PORTLAND – Maine’s congressional delegation moved swiftly to quash the notion that nuclear waste could be stored on the site of shuttered bases if the Pentagon succeeds in closing the Portsmouth Naval Shipyard and scaling back the Brunswick Naval Air Station.
The idea has been circulating since the U.S. House of Representatives passed a spending bill for energy and water development.
Tucked in the bill is $15.5 million in funding for reprocessing nuclear waste from power plants and building an interim nuclear waste dump. The bill does not specify where the temporary dump would be, but a report attached to the bill suggests the Department of Energy investigate other federally owned sites, including closed military bases.
Maine officials, who are in the midst of fighting to keep military jobs in Maine, said any plans for the bases are premature.
Rep. Tom Allen, D-Maine, called the provision “crazy” and stated emphatically that there would be no such site in Maine.
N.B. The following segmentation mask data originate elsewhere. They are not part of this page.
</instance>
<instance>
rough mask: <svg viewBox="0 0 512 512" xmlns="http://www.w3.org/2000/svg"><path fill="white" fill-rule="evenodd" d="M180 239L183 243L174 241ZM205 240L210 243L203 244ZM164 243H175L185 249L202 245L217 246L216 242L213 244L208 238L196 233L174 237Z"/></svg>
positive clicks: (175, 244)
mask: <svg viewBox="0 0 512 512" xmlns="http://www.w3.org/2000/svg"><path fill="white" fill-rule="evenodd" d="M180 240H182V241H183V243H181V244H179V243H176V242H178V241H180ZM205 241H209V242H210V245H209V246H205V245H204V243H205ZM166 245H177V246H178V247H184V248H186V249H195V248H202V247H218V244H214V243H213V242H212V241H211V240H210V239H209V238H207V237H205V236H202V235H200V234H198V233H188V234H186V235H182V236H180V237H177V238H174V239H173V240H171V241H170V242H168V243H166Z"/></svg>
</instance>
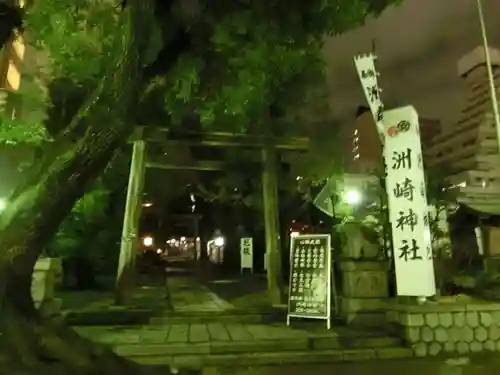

“This is an outrageous suggestion,” Allen said Tuesday. “First of all, no bases have been closed yet. I think more likely than not, this is coming from members of Congress who haven’t been able to solve the Yucca Mountain issue yet.”
The federal government has chosen Yucca Mountain in Nevada as a central, permanent nuclear waste repository. But various legal challenges and other problems have delayed the opening of Yucca Mountain until at least 2010.
In the meantime, the government has stored its nuclear waste at 129 interim sites scattered around the country.
Antonia Ferrier, spokeswoman for Sen. Olympia Snowe, R-Maine, said the senator would never allow the Portsmouth Naval Shipyard to be converted into a repository for nuclear waste.
“The possibility of having a nuclear waste repository there is reprehensible,” Ferrier said.
Her sentiments were echoed by representatives of Sen. Susan Collins, R-Maine, who said the senator would vigorously oppose any efforts to put a nuclear waste facility in Maine.